1. SC Reads Out Drought Act, Slams States for Not Releasing MNREGA Funds

The battle against the ongoing drought situation in 10 states and the resulting agrarian crises led to the apex court pulling up the Centre over unpaid wages under rural job scheme MNREGA, reports Hindustan Times.

It’s meaningless to have welfare schemes if affected persons do not receive assured benefits on time. Thousands of crores is announced from the PM Relief Fund but the money reaches after three years.
Justice MB Lokur

The bench added,

We are worried about the drought situation and want to help people. The temperature has reached 46 degrees. People don’t have potable water and in such a situation sending relief after six to eight months will be meaningless. 

The year has just begun, but farmer suicides in Maharashtra are already high. Around 89 farmers ended their lives in Maharashtra’s Marathwada region, in the month of January alone.

Read The Quint’s report on how a lethal combination of drought, El Nino and weak monsoons is likely to make this year worse for farmers in India.

Also Read: Bombay HC: IPL Should Be Moved out of Maharashtra Due to Drought

2. NIT Row: HRD Team in Srinagar; Smriti Irani Speaks to Mehbooba Mufti

With tensions gripping NIT Srinagar, a two-member team from the HRD ministry on Wednesday held consultations with officials of the engineering institute, even as outstation students put forth five demands, including action against staff involved in “anti-national” activities.

Smriti Irani also spoke with the newly sworn-in chief minister of the state, Mehbooba Mufti on the incident. She has assured that the two-member HRD team will remain in Srinagar until 11 April and that all students will be provided safety and security against any events that could take place.

3. Almost on Cue, an IPL Link in the Panama Papers

A mysterious offshore firm was part of a 10-member consortium that made an unsuccessful bid in 2010 for IPL’s Pune team, according to an Indian Express report in their ‘Panama Papers’ series. The consortium reportedly used the services of the Panama law firm at the centre of attention – Mossack Fonseca.
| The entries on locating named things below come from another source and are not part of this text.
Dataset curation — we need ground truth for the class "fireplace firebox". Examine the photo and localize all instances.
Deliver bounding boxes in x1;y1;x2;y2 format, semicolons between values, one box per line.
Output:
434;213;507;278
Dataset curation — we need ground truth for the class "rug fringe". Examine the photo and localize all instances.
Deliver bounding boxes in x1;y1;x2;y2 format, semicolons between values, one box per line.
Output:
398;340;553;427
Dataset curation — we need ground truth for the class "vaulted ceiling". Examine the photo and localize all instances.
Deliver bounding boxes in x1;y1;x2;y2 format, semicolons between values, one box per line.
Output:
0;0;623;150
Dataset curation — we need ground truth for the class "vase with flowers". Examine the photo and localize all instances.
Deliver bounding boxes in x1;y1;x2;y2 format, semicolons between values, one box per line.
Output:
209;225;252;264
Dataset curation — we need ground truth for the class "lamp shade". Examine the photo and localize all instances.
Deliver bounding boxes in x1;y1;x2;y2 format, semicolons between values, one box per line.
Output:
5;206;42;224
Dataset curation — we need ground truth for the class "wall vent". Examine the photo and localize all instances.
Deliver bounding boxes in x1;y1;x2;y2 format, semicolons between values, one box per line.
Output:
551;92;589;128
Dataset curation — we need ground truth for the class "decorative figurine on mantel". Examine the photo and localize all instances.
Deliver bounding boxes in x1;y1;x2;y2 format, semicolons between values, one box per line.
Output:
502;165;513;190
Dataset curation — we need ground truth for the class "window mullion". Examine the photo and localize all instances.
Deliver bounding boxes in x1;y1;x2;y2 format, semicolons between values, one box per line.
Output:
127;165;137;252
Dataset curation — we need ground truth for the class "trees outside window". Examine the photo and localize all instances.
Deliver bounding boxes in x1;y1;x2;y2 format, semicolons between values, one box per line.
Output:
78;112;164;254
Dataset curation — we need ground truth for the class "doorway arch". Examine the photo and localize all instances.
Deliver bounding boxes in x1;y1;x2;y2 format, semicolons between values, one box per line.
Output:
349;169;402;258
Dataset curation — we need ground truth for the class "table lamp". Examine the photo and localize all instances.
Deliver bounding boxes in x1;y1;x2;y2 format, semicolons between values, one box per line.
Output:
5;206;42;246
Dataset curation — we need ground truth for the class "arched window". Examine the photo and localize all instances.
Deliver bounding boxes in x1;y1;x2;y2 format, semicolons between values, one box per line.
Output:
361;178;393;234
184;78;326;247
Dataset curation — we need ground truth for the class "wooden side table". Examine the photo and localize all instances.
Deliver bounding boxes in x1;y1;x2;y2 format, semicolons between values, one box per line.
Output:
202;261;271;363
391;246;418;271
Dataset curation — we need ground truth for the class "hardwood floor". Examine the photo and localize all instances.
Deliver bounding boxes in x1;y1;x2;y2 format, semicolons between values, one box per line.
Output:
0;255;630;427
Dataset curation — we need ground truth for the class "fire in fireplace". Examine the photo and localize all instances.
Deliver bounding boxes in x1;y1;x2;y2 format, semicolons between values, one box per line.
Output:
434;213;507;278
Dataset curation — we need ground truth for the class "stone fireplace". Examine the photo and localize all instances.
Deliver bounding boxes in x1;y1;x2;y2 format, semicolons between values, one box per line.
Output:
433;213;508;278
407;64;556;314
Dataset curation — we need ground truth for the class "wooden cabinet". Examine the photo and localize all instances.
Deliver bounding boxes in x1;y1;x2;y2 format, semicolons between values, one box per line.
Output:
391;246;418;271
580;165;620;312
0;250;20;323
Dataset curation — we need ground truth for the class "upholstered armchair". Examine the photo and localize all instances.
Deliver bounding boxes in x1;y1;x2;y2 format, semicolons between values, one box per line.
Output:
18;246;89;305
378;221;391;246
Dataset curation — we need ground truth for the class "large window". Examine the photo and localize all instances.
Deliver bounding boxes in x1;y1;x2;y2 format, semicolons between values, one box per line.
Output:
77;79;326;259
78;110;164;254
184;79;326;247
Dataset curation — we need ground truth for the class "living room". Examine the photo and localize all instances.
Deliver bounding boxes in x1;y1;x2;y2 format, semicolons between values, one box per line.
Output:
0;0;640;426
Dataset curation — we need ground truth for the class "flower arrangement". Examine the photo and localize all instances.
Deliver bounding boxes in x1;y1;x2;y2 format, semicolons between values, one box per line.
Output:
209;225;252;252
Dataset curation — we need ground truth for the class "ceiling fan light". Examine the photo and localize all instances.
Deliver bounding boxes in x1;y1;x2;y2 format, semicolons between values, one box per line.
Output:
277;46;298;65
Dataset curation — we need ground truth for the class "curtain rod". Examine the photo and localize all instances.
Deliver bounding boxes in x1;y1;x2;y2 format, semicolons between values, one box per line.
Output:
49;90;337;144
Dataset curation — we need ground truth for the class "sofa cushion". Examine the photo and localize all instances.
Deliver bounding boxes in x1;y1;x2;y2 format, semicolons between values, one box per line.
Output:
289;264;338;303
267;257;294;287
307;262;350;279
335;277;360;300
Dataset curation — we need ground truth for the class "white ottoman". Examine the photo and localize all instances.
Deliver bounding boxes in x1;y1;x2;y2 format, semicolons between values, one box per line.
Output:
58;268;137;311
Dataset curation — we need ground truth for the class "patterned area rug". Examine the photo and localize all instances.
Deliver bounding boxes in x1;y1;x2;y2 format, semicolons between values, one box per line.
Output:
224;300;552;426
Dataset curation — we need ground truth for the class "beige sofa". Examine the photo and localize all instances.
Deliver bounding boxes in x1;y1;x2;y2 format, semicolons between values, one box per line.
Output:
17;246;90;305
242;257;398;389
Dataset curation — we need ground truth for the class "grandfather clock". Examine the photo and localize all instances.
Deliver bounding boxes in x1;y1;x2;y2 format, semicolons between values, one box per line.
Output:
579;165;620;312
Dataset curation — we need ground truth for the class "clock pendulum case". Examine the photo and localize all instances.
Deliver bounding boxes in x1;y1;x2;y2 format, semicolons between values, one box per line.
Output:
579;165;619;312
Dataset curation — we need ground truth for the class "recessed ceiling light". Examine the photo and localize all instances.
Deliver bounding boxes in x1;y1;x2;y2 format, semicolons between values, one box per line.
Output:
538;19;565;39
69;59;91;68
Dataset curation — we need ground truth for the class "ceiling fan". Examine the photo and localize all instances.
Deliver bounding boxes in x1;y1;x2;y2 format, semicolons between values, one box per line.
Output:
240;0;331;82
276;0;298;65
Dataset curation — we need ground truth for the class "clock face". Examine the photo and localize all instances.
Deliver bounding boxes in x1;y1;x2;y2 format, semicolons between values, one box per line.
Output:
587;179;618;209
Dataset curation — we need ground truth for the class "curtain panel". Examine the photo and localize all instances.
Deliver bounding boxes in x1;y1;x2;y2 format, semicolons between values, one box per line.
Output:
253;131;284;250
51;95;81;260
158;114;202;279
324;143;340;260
Mossack Fonseca, the firm named in the Panama paper leaks has denied association with most of the names mentioned in the papers.&nbsp;(Photo: <b>The Quint</b>)
Mossack Fonseca, the firm named in the Panama paper leaks has denied association with most of the names mentioned in the papers. (Photo: The Quint)
…the largest stake of 33 percent in the consortium was held by the Chordia family who control the Pune-based realty major Panchshil Group through Atul Chordia (9 percent), his wife Varsha Chordia (9 percent) and the family-run Courtyard Properties Private Limited (15 percent). Film stars Karisma and Kareena Kapoor held 4.5 percent each and Kareena’s husband Saif Ali Khan Pataudi 9 percent. Mumbai resident Manoj S Jain had 9 percent. Venugopal Dhoot’s Videocon held 25 percent through Videocon Industries Ltd (24.5 percent) and Videocon International Electronics Ltd (0.5 percent).

Read the full report here.

4. India Takes up Issue of China’s Veto on Jaish Chief Maulana Masood Azhar

Stung by China’s veto against attempts to bring JeM Chief Maulana Masood Azhar under international pressure via the UN, India confirmed that it had taken up the issue with Beijing, reports Mint.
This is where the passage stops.